Review: Inside my Radio (Wii U)

Adventure Platformer Rhythm



Rule #1 – DON’T PLAY ON MUTE. That’s the very first thing you’re told as you start up Inside my Radio. It’s also the third point you’ll find when browsing the electronic manual. They’re serious about not turning down the sound in this game. Why’s that? Because you’re about to experience a rhythm-based game that’ll have you literally bopping to the music.


Slave to the music

There’s been plenty rhythm-based games on various formats, but there’s never been one quite as unique as this game. Inside my Radio tasks three characters (Boombox, Barry and Root) to make their way through the innards of a radio. What you have here is a rhythm-action platformer adventure title that borrows from Rez, Loco Roco and Super Meat Boy. Boombox brings the dubstep techno vibe, Barry follows that up with his glasses, cool hairstyle and house tunes and Root is your very stereotypical black guy who listens to reggae beats.

Everything happens to the beat in a world made up of bright and abstract rhythm-like backdrops. Your characters can jump, walljump, double jump, dash and slam, but the trick here is that you can only do it to the beat. This requires you to be in time with the music at all times. Lose track of the tempo and you’ll miss time a jump or dash and fall to your death. Like Super Meat Boy you’ll instantly revive at a checkpoint and try again without having to wait for a loading screen. It’s one of those typical Indie titles you simply can’t put down. But it’s not all as simple as it seems.

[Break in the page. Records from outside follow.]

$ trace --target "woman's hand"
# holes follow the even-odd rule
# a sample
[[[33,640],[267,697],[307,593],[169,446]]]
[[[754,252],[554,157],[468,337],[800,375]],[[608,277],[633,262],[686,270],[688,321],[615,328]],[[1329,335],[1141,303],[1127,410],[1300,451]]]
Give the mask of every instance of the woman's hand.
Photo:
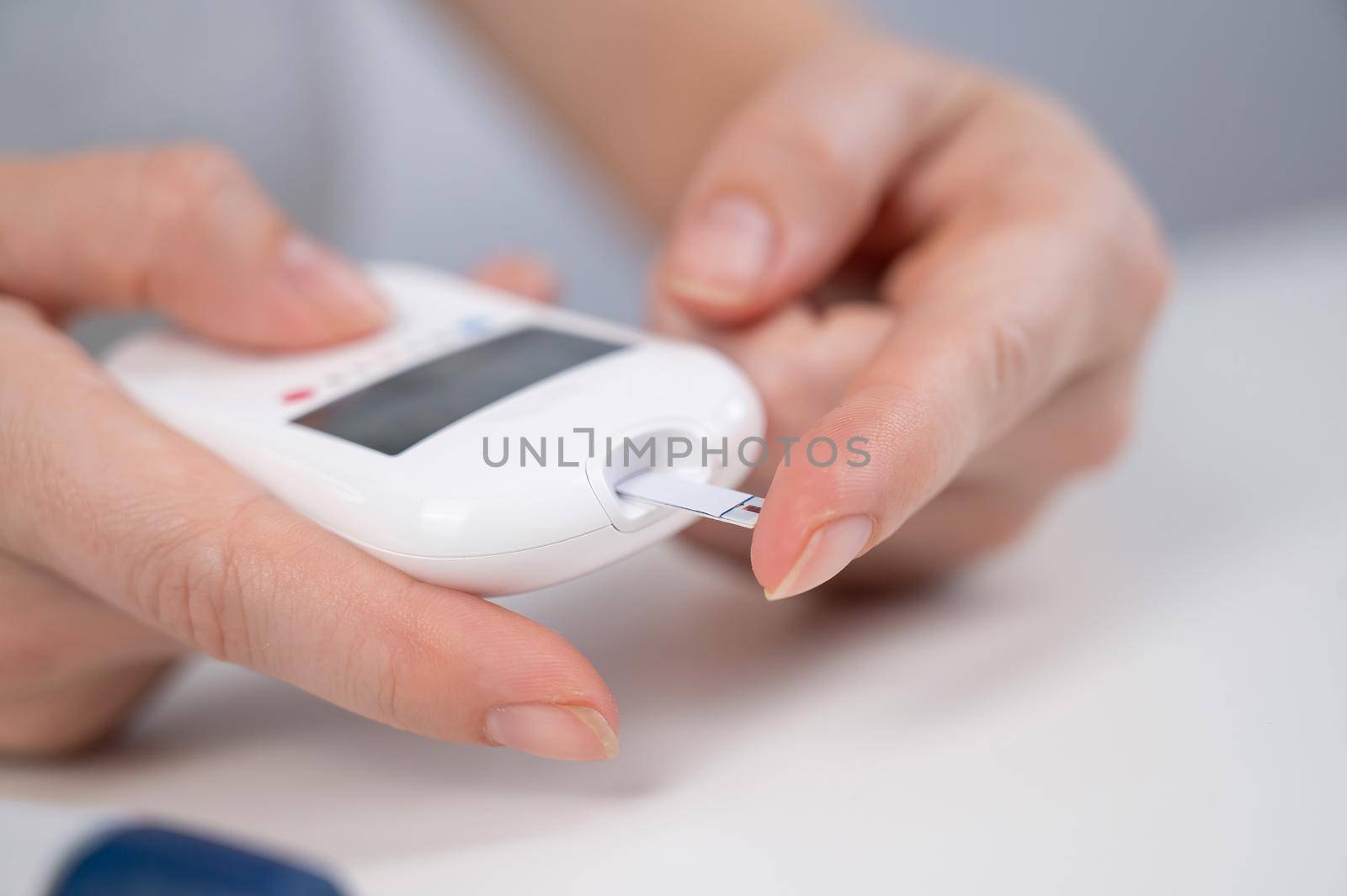
[[[777,599],[849,565],[865,583],[939,573],[1109,460],[1167,277],[1145,206],[1060,108],[843,38],[706,155],[656,323],[734,357],[770,435],[800,437],[756,483],[753,569]],[[866,439],[872,460],[815,465],[818,437]]]
[[[251,348],[384,320],[218,151],[0,160],[0,753],[98,740],[185,651],[431,737],[614,753],[612,694],[575,648],[385,566],[147,417],[54,328],[81,308]]]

Push the volume to the max

Things can get rather tough. Combining a jump, followed by a dash (while keeping in tune with the tempo) is a lot harder than it sounds and at the end of the game you have a boss battle of note to contend with. You’ll also get to move platforms using the ZL and ZR shoulder buttons to confuse matters a bit more and tackle some basic puzzles. That said, at no point do you feel that it’s unmanageable. Should you have a rough time keeping up with the tempo you can tap the R button to display a rhythmic GUI help bar around your character so you never miss a beat. The real star of the show depends on your sound equipment at home though.

Throughout my experience I turned the volume close to max, as I was having the time of my life. Progress through the stage as Root (our reggae fella) and he’ll dash and slam cassette tapes into place, adding a new instrument to the beat every time he does so. It’s this simple form of progression through the use of sound that makes it such a joy to play. Combine it with good platforming and you have something that’s close to perfection. There is however a beat or two out of sync.


Inside my Radio is not a very long game and will last you just under four hours. Once completing it there’s not much to return to other than Time Attack or replaying some of the stages for fun via the Song Selection menu. There’s a good chance you’ll return to the game for a second playthrough as it’s just so enjoyable. Inside my Radio is a testament that Indie games have an important role to play in the games industry. It’s filled with love, psychedelic beats and if it was up to me I’d stay inside my radio all day long.


  • Fantastic Soundtrack | Jumping and dashing to the beat is a joy| Instant revive


  • Short game | Little to no replay value | Makes no use of the Gamepad features, other than remote play


If only you could be inside this radio a bit longer.


Gameplay - 8
Visuals - 7
Audio - 10
Gratification - 8
Value for money - 6

Married to a gamer and she kicks my ass at most shooters. If the game is enjoyable I’ll play it, no matter the format.

  • Delano

    I played Seaven’s other effort (Ethan Meteor Hunter) and loved it. This looks exactly like the game I’d love: techno music, platforming and a do-able play length.

    • I’d go as far as saying that this game was just about made for you.